Power protection components come with a variety of options to meet the specialized needs of various systems. In this article, we’ll explain those options. We’ve also put together a simple list to help you make sure the power protector you’re considering has the right features for your system’s needs.

Why do I need power protection, anyway?

You probably know someone who has lost a TV or computer to a power surge during a thunderstorm. Preventing that kind of damage is a big part of what power protection does. After all, unplugging your TV during a storm may not be enough; if your cable box or satellite receivers remain connected, you’ve left a “back door” open for that lightning strike.

Less dramatic — though more pervasive — is the damage done to audio/video systems by minor fluctuations in power, sometimes called “brown outs.” Electromagnetic interference and radio frequency interference generated either by other devices in the home (like vacuum cleaners and blenders) or sources outside it (like nearby power lines or radio towers) can also impair your system’s performance.

Inexpensive power strips seldom offer that level of protection. They normally just break the connection if too much power comes through the line. And even there, cheap strips can fall down on the job. Because general purpose power strips have higher tolerances than expensive audio/video equipment, a surge that could damage your components could pass through the strip and still be under the voltage required to trip the circuit breaker.

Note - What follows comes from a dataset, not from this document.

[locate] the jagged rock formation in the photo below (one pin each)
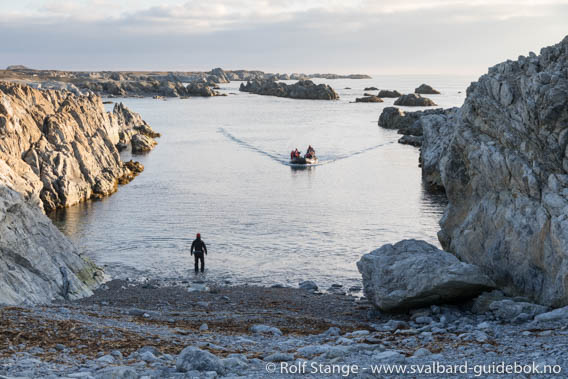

To select the right power protection unit, you should consider the components it will be connected to — both now and in the foreseeable future. This can help you select a unit that provides an appropriate level of protection for your system.

Surge protection

Lightning strikes or power company overloads can create surges that could fry your gear in less than a second. If all your audio/video gear is plugged into a surge protector with AC outlets, you might think your system is protected. But these power spikes can also come into your home through your phone line, your cable TV line, and your satellite signal line. You’ll want to make sure the power protection device you choose can accommodate all of the lines that connect to your system.

Surge protectors sacrifice themselves to save your equipment. They’re designed to be the weakest link in the chain from the power source to your equipment, and include circuit breakers or fuses that immediately sever the connection when a large electrical spike hits.

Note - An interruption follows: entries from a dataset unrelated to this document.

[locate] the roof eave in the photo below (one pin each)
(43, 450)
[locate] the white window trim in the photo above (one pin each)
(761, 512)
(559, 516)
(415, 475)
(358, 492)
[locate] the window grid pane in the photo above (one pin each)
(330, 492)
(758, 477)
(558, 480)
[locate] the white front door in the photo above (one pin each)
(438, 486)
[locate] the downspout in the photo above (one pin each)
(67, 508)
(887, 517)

Many surge protectors can also sense if your home’s wiring is properly grounded, and will alert you if a fault is detected. Improper grounding is often the source for audible low-level hums in your speakers.

Better quality surge protectors usually carry warranties that cover damage to connected equipment if they fail to contain a power spike.

Line conditioning

Electromagnetic and radio frequency interference (EMI and RFI) won’t fry your A/V gear, but they can hinder its performance. Devices with digital inputs and outputs, such as DVD players, receivers and LCD TVs, seem especially susceptible to “dirty power.”

  • EMI is caused by an electromagnetic field generated close to your system. Sometimes it can be contained in the current that comes into your home. A washing machine, vacuum cleaner, or blender can add a loud buzzing or a low hum to your audio system. EMI can also affect the quality of your TV picture in the form of “snow” or overall reduced clarity.
  • RFI results from radio waves that can be generated by radiostations, microwaves, cell phones, lawn mowers, and many other sources. These interference patterns often originate a great distance from your home, and can be heard as clicks and pops. Your home’s electrical circuitry can act as a crude antenna, sending RF signals through your system’s power cords and into your gear. Sometimes cell phone conversations or nearby radio transmissions can actually be heard through your system’s speakers. RFI can also cause “snow” in your TV’s picture, dulling image details and washing out contrast.

A power protection component with line conditioning can remove most of this interference, allowing your system to perform at its full potential.